Last week’s gospel was: render unto Caesar what is Caesar’s, render unto God what is God’s. I was definitely having rendering problems. Render, in case you weren’t sure, means “to give what is due or owed.” I possessed, each week, seven days and do the math, you know, a lot of hours, and I somehow felt like I spent most of my week doing things I didn’t want to do. Why was I giving my time to areas where it was not “due or owed”?
It’s a practical problem—I want to be a writer but lack the domestic freedom of the writers of yore. I have dishes to do, and then a demanding full-time job. It’s frequently a difficult decision to balance the need for an organized space and a the need for a chunk of time for Art.

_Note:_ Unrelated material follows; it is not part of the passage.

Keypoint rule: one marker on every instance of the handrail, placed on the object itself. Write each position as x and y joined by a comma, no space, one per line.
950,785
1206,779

Sundays are my usual cleaning days, and when my cleaning is done, I get to have a cup of coffee and writing time. Every week, I fight a little civil war over the hours between three and four.
I’d like to get to coffee and have a solid hour and a half to settle in and write before church. I’d also like to start my dizzying work week with a clean kitchen and bathroom and the trash taken out, my clothes hung up or thrown in the laundry, the catbox ready for a new week of shit—that’s an absolute minimum. I don’t like to begin Monday feeling already deficient.
This last Sunday, I had left for coffee unshowered. Showering was what would wait. I know. It’s ridiculous. I either shortchange my cleaning and come home later deflated by lingering squalor, or I shortchange my writing time and have to zoom off to church annoyed, my head still in my notebook. For the record, I did bathe when I got home. If any of you compulsively clean Americans are keeping score.
I also couldn’t render things yes or no according to any reasonable system. When my dad said, I want you to come over and look at furniture on Sunday, I just should have said, no, hell to the no. I’m not talking to anyone on Sunday. I have spent the last two Sundays trying to act like a good girlfriend (which is a stretch for me, I assure you), and this Sunday, with boyfriend out of town, all I’m going to do is read and putter and stare and read and fall back asleep until I have to clean up. I can’t be a good daughter or a good girlfriend or any other kind of good this Sunday.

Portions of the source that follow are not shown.